# Surf rod



## fisherkid (Jun 30, 2005)

Does anyone know about mako. it's a ten foot rod MH action. and holds about 230 yds. of 20-25lbs. line. It's made by Offshore angler. I'd like to know if it's a good surf rod. Thanks


----------



## fisherkid (Jun 30, 2005)

considering no one knows anything about it I'll get it and tell you how it works next time I get to the surf


----------



## rsieminski (Jun 13, 2005)

I guess this is a combo(rod and reel)? What brand/model reel is on the rod?


----------



## fisherkid (Jun 30, 2005)

I'll check next time I get to BPS. i keep on forgetting little details like that


----------



## fisherkid (Jun 30, 2005)

going to get it tomorrow or the next day. it's really just a cheap thing combo. really cheap. but I'll try it and see how it works when out go to the time share in Hilton Head,SC. next week. I'll know if it was worth the money then.


----------



## fisherkid (Jun 30, 2005)

as for the reel it was just a reel for the combo not anything that was a reel on the market.


----------



## Reelbehind (Jul 30, 2003)

If you are willing to take care of Brand name Rods and Reels llike washing them down etc.... after surf fishing go ahead and buy the expensive stuff.If you are like me and and don't care about the name of the Rod or Reel you are using go buy the cheap stuff and don't worry what other people think  Just out fish them


----------



## fisherkid (Jun 30, 2005)

i got it yesterday and put on 25# berkley big game line. so what should I use as a shock leader? I can't give info on what I use for weight b/c I don't surffish much  but hopefully I'll get a chance to do more aside from vacation on the beach.

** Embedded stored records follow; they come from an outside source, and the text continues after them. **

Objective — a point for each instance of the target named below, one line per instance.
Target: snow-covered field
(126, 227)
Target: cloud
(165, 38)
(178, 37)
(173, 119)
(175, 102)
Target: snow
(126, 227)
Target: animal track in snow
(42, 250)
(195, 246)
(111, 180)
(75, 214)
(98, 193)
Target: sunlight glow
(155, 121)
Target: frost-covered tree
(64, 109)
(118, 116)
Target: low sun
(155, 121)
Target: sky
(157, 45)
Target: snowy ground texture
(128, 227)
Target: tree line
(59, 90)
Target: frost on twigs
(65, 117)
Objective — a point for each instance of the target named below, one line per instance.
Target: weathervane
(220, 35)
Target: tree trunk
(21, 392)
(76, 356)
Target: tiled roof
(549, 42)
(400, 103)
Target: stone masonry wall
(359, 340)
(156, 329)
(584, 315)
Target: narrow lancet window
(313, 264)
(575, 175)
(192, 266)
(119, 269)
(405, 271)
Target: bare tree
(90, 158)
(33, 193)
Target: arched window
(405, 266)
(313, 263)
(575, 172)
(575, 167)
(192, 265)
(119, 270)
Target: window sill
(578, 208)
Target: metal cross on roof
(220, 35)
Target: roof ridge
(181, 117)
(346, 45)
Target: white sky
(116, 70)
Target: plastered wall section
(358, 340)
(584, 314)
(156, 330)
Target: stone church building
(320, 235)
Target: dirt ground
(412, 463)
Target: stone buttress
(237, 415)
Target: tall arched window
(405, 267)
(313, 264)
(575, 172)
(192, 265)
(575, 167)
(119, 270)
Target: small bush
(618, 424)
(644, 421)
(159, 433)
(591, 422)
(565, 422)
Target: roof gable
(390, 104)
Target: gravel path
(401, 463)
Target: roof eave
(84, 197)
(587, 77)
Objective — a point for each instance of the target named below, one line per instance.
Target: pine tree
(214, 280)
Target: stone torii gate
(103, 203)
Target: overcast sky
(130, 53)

I forgot to ask. would the berkley big game 50# that I bought without thinking be good? How much to put on?


----------



## Reelbehind (Jul 30, 2003)

Fisher, sounds like a setup for Sharks. I use 15 on the reel and 20 for the leader. With Sinkers i use the smallest i can get away with, if the surf is a little rough i use the Sputnik(sp)? sinkers.


----------



## fisherkid (Jun 30, 2005)

thanks for that info now I have to take 220 yards of the reel and put on who knows how much but I'll do it.


----------



## fisherkid (Jun 30, 2005)

can I get away with leaving it on? will it make it to easy to get the fish in and decrease my chance of feeling the bite and be so thick that the fish will see it. and how much will it decrease my already pretty lousy casting distance? need answers quick. I'm leaving on Sunday morning but won't be able to check once Fri. night hits till late Sat. night.


----------



## shaggy (Jun 18, 2003)

Hey FK, Offshore Angler is BPS "Home Brand" I believe, but not sure who actually manufactures it. Me might have gone with a 10' Ocean Master, medium or so, but water under the bridge at this point. Me, always go with 15 pound main line (though don't think 20 pound would really diminish the distance on the cast). Use 40 - 50 pound shock leader, about 4 or 5 wraps and two rod lengths.

Fishfinder rig, depending on the bite, size hooks may vary, and depending on weather and the surf, lead may vary.

Was down outside of Beaufort, SC about a week ago, nothing from the surf, back waters, some flounder very small, but seems 12" is legal minimum, whiting may be around, and you may just do better with a smaller lighter setup if the case is so.

Have fun, and enjoy.

Have Jeep will travel


----------



## fisherkid (Jun 30, 2005)

thanks for the response. it seems i will have to change the line and the 50# is the max.


----------